Pb − P (Xb = 1|Xa = 1)P (Xa = 1)1− Pa= Pb − PbaPa1− Pa = Pb ( 1− PbaPb Pa 1− Pa ) (1)where Pba = P (Xb = 1|Xa = 1) denotes the conditional probability that image b matches the query given that image a matches.
Q8. What is the way to improve the quality of the matching?
These matches are sufficient for their method (though to improve the quality of the matching, the authors can also run structure from motion to obtain a point cloud and a refined set of image correspondences).
Q9. what is the probability of image b matching the query?
The update factor in Eq. (1) has an intuitive interpretation: if image b is very similar to image a according to the graph (i.e., Pba is large), then its probability score is downweighted (because if a is an incorrect match, then b is also likely incorrect).
Q10. Why do the authors believe that the global ranking is contaminated by the low-degree nodes?
The authors believe this is due to the nature of image graphs for unstructured collections, where some nodes have many neighbors, and others (e.g. very zoomed-in images) have only a few; training and calibration for these low-degree nodes may result in models that overfit the data and contaminate the global ranking.

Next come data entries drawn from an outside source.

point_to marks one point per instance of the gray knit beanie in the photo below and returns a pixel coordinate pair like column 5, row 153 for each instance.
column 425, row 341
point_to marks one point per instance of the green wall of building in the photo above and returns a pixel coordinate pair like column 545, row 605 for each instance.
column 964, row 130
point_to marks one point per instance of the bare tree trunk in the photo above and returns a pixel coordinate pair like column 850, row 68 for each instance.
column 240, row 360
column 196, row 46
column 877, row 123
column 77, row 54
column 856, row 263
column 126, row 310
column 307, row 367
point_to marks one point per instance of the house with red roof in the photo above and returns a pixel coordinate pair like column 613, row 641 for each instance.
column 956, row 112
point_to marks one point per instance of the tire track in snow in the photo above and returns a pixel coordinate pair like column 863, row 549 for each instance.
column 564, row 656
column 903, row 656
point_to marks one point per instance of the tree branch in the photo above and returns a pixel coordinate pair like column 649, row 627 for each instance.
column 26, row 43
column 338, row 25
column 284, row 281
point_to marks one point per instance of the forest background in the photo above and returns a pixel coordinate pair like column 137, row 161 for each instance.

Q11. What is the way to determine the pose of the query image?
If the authors have a 3D structure from motion model, the authors can then associate 3D points with matchesin the query image, and determine its pose [18].
Q12. How do the authors use this information to verify the location of a query image?
The authors make use of this structural information in a bag-ofwords-based location recognition framework, in which the authors take a query image, retrieve similar images in the database, and perform detailed matching to verify each retrieved image1until a match is found.